Notes on creative learning
Creative learning refers to the act of learning that is driven by the purpose of creating something. How to stay in flow state while learning creatively? I recognise the following patterns that work for myself. Maybe they work for you too.
Articulate the why.
While learning creatively, the backdrop is your drive to create something. That something may be vaguely defined or clearly defined - this does not matter much. What matters more is the why that underlies the drive to create something. The why is personal and idiosyncratic. It helps to articulate the why at least to yourself. It helps to rearticulate it regularly in light of new information gained about yourself.
Identify mental inhibitors, such as ego and fear.
Ego can be a powerful inhibitor. Ego can say “that discipline feels inferior to this discipline that I am already expert in, and so I am not going to waste my time there.” In Chinese this is sometimes called 鄙視鏈 among disciplines. Ego can overpower reason and curiosity.
Fear can be a powerful inhibitor. Fear can say “that discipline feels superior to my discipline and likely more complex, and so I am not going to bang my head against the wall there just to embarrass myself.” Fear can overpower reason and curiosity.
Avoid BHAW
Avoid Banging the Head Against the Wall (BHAW) situation. The reasons behind each BHAW vary and can be personal. Figure them out. Sustained BHAW kills curiosity.
Identify getting low on abstraction relative to the complexity of subjects. Reload.

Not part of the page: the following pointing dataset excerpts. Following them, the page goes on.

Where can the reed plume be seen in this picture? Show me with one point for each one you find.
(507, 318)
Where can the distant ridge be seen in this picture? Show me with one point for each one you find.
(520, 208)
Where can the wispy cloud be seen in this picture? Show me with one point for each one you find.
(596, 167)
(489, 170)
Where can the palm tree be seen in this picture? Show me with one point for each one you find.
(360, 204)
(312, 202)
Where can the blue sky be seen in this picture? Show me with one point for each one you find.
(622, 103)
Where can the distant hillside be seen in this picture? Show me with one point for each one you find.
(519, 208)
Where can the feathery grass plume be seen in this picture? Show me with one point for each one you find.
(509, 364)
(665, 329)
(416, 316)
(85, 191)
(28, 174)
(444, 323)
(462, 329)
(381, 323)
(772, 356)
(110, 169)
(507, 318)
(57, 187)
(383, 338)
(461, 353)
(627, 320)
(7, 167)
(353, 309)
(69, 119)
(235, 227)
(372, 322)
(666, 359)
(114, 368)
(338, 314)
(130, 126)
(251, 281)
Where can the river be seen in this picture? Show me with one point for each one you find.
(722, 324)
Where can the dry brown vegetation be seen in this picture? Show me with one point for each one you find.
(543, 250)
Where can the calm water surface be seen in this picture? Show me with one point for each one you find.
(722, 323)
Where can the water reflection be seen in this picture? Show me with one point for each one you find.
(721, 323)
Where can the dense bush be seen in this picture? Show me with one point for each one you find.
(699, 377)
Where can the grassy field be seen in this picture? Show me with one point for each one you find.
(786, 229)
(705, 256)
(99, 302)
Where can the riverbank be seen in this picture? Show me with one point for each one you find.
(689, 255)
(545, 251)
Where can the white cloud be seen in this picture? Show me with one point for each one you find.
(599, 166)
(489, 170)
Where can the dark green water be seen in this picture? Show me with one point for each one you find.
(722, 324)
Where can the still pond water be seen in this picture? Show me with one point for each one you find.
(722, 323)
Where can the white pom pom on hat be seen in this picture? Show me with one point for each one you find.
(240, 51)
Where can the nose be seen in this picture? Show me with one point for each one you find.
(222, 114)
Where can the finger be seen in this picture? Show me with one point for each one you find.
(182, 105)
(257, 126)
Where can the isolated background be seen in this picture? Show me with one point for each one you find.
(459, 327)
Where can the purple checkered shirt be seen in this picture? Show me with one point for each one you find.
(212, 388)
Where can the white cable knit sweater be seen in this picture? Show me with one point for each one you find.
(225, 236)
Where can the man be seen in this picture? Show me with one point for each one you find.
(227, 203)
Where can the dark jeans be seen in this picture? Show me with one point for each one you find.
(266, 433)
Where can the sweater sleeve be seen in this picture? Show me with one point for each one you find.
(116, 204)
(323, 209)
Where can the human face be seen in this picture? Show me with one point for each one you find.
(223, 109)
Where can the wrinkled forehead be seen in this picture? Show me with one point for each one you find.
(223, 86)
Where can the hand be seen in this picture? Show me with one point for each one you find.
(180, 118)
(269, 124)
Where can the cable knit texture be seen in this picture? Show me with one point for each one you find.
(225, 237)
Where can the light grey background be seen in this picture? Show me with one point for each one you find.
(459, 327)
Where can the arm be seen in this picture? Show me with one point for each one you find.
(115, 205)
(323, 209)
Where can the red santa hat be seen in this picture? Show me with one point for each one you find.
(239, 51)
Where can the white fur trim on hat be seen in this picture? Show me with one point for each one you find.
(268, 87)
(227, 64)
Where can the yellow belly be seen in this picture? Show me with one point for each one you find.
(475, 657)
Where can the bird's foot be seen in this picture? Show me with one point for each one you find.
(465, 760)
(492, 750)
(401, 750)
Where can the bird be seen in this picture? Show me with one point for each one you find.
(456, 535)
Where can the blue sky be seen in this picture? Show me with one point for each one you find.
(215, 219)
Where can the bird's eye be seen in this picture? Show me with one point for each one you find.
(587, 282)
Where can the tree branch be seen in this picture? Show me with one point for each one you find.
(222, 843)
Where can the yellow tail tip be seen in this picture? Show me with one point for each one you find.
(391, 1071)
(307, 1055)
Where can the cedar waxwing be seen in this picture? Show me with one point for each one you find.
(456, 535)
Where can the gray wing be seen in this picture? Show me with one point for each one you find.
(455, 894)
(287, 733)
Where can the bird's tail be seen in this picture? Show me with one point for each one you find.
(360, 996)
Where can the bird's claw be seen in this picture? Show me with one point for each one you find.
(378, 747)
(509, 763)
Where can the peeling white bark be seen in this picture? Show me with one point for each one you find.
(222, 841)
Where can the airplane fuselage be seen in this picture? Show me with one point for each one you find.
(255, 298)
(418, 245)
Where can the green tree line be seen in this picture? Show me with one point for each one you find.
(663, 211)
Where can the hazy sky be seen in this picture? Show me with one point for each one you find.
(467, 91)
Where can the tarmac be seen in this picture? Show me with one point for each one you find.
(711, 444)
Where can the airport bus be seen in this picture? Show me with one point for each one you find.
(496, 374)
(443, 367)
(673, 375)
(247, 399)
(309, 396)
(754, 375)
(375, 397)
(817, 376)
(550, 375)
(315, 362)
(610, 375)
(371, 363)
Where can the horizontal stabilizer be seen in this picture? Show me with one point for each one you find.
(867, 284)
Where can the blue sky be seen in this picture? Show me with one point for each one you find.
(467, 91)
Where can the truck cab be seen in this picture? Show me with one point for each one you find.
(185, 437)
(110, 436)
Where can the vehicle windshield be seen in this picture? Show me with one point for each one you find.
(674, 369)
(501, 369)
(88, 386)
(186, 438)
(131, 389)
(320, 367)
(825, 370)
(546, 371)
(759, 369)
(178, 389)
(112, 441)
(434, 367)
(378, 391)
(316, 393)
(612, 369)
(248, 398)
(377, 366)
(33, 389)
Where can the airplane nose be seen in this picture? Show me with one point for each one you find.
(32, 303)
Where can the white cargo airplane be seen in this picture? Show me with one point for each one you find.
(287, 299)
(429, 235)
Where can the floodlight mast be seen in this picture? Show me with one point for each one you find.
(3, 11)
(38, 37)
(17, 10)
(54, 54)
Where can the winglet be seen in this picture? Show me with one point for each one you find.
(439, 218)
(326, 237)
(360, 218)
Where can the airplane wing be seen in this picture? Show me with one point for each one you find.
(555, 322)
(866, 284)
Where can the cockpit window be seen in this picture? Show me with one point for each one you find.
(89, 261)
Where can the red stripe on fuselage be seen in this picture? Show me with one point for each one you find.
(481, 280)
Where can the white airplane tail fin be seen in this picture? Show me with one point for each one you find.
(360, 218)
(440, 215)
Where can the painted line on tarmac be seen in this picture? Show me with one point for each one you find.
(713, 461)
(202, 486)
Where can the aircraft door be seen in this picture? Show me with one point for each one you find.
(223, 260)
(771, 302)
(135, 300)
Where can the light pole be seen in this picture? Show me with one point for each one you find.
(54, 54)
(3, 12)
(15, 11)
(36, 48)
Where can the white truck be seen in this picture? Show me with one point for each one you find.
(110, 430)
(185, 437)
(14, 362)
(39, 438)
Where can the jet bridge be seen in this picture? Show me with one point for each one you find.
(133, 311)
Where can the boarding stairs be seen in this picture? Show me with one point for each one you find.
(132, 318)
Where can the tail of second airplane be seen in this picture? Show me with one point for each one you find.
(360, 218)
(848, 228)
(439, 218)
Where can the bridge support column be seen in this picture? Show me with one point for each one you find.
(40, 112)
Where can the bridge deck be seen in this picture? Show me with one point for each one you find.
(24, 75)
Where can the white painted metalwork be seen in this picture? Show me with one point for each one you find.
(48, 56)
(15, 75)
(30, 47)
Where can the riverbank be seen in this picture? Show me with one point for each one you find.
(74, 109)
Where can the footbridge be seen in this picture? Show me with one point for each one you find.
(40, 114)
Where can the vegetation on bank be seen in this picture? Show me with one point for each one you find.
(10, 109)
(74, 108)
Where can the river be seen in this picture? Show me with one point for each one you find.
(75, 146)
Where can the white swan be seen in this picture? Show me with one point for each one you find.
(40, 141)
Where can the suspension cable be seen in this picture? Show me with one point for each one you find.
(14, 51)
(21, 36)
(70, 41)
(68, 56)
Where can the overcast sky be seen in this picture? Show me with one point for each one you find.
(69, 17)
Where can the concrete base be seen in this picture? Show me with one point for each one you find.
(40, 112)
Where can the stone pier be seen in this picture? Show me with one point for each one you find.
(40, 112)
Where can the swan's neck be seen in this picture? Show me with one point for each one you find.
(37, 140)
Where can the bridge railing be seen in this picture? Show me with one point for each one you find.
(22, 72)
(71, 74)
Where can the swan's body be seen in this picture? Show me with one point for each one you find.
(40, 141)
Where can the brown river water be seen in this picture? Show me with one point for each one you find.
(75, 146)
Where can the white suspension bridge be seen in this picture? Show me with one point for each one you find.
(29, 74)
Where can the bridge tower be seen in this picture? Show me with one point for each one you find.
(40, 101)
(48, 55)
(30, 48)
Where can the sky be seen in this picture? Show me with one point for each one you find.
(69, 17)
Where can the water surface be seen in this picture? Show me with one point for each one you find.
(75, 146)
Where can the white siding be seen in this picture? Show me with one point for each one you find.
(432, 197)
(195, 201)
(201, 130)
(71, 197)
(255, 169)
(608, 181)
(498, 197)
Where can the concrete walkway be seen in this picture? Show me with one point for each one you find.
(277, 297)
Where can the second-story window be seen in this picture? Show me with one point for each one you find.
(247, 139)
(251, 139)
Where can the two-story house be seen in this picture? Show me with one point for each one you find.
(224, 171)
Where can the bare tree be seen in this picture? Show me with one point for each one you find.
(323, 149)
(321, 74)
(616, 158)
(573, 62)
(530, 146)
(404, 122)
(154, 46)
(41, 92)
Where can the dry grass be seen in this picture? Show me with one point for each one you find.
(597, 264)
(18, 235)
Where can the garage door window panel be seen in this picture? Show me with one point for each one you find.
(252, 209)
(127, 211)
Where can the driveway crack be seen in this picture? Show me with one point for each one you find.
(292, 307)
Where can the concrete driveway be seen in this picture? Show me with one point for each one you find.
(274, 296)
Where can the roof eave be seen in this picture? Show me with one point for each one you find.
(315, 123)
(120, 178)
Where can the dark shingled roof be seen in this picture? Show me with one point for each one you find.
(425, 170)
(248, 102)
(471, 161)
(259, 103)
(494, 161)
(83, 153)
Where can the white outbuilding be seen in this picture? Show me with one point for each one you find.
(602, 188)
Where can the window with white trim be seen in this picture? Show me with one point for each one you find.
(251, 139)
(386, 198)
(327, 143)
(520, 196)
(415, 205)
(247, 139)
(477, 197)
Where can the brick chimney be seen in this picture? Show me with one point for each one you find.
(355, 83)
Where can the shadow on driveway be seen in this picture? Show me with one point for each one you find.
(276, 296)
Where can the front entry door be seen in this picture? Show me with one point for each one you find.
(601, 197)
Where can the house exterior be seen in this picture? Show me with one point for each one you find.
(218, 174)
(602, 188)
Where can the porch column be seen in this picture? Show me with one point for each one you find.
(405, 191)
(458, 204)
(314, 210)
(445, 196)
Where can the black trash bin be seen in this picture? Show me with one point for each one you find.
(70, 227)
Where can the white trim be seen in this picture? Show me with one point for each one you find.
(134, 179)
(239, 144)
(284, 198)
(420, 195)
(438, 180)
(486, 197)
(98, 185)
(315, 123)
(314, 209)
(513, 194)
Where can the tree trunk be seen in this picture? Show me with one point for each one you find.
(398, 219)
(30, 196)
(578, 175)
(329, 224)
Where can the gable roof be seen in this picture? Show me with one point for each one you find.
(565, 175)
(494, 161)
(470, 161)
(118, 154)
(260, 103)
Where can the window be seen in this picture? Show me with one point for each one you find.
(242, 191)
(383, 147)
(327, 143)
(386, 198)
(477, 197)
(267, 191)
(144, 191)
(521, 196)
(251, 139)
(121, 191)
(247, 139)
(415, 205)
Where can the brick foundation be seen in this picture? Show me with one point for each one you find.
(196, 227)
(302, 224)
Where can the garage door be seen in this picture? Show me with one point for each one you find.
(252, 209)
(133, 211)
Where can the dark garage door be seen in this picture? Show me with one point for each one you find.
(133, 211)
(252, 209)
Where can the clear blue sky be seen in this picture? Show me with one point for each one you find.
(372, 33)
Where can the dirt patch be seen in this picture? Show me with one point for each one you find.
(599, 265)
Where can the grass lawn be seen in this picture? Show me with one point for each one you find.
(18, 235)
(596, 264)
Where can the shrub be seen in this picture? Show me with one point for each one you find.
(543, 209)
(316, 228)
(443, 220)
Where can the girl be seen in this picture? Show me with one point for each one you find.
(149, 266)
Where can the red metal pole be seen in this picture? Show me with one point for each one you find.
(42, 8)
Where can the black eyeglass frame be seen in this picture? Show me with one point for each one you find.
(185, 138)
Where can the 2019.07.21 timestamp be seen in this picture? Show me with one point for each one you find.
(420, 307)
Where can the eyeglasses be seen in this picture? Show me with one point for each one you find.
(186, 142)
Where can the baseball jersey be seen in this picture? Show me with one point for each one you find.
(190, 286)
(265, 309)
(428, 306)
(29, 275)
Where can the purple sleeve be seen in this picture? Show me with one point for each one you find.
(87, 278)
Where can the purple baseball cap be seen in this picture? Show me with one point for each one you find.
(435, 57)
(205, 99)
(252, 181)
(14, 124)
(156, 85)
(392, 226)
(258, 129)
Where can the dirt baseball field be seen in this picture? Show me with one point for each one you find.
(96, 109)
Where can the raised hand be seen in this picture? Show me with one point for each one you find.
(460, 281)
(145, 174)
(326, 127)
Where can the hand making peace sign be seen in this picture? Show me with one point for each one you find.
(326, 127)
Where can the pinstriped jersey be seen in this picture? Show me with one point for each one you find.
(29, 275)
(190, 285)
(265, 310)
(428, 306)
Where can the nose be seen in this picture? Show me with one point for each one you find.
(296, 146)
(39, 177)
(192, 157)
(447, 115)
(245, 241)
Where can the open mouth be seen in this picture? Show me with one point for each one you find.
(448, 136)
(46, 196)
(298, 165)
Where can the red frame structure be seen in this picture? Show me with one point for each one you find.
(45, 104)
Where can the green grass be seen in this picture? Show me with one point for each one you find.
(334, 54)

Abstraction is a primary ammo for learning creatively. Having insufficient abstractions for a given problem eventually leads to BHAW. My mental model for this one is: thinking in N-dimension could get nowhere if the problem is N+1 dimensional. A common symptom of being low on abstraction is trying to (almost dishonestly) fit square pegs into round holes, where square pegs are new problems and round holes are old familiar concepts. Another way to call this is the danger of metaphor (<- this assertion embodies said danger). Do not get stuck there. Go back to studying and reload on abstractions. Go up in dimensions.
Be water. Disregard interdisciplinary boundaries.
Powerful abstractions and thought patterns exist in many disciplines under the guise of different terminologies. It is helpful to disregard boundaries between disciplines when studying. The World Wide Web combined with GPT means almost the entire treasure of human knowledge is available at your fingertip.
Be honest. Detect bullshit, particularly those generated natively.
“It ain’t what you don’t know that gets you into trouble. It’s what you know for sure that just ain’t so.” In creative learning, the major trouble would be BHAW. Sometimes the issue is not about loading up more abstractions, it is about correcting abstractions that you kid yourself you really understand them. Mental inhibitors may be at play here.
Sigmoid curve hopping (S-curve hopping) aka serial rabbit holing fuels continuous curiosity.
Curiosity and growth carries the most momentum when you start on a new subject. A new subject can be something grand and well-defined like CS 101. It can be something precise yet disciplinary-spanning like Hamiltonian. Or it can very well be something abstract like the concept of consensus. Either way, starting on a new subject is starting on a new sigmoid curve from the bottom left, both psychologically and epistemically. You get exposed to a lot of new concepts at once. New synaptic pathways fire up. You feel high and invigorated. You have fell into a new rabbit hole.
Hopping from one sigmoid curve to a new one keeps your curiosity fueled.
Switch between logical reasoning and poetic association depending on the situation.
Sometimes relentless logical reasoning is needed to reduce entropy and reach clarity of thought. Sometimes poetic association is needed to find new directions and possibilities. Given a situation, one can be more important than the other to make conceptual breakthrough. Both are essential.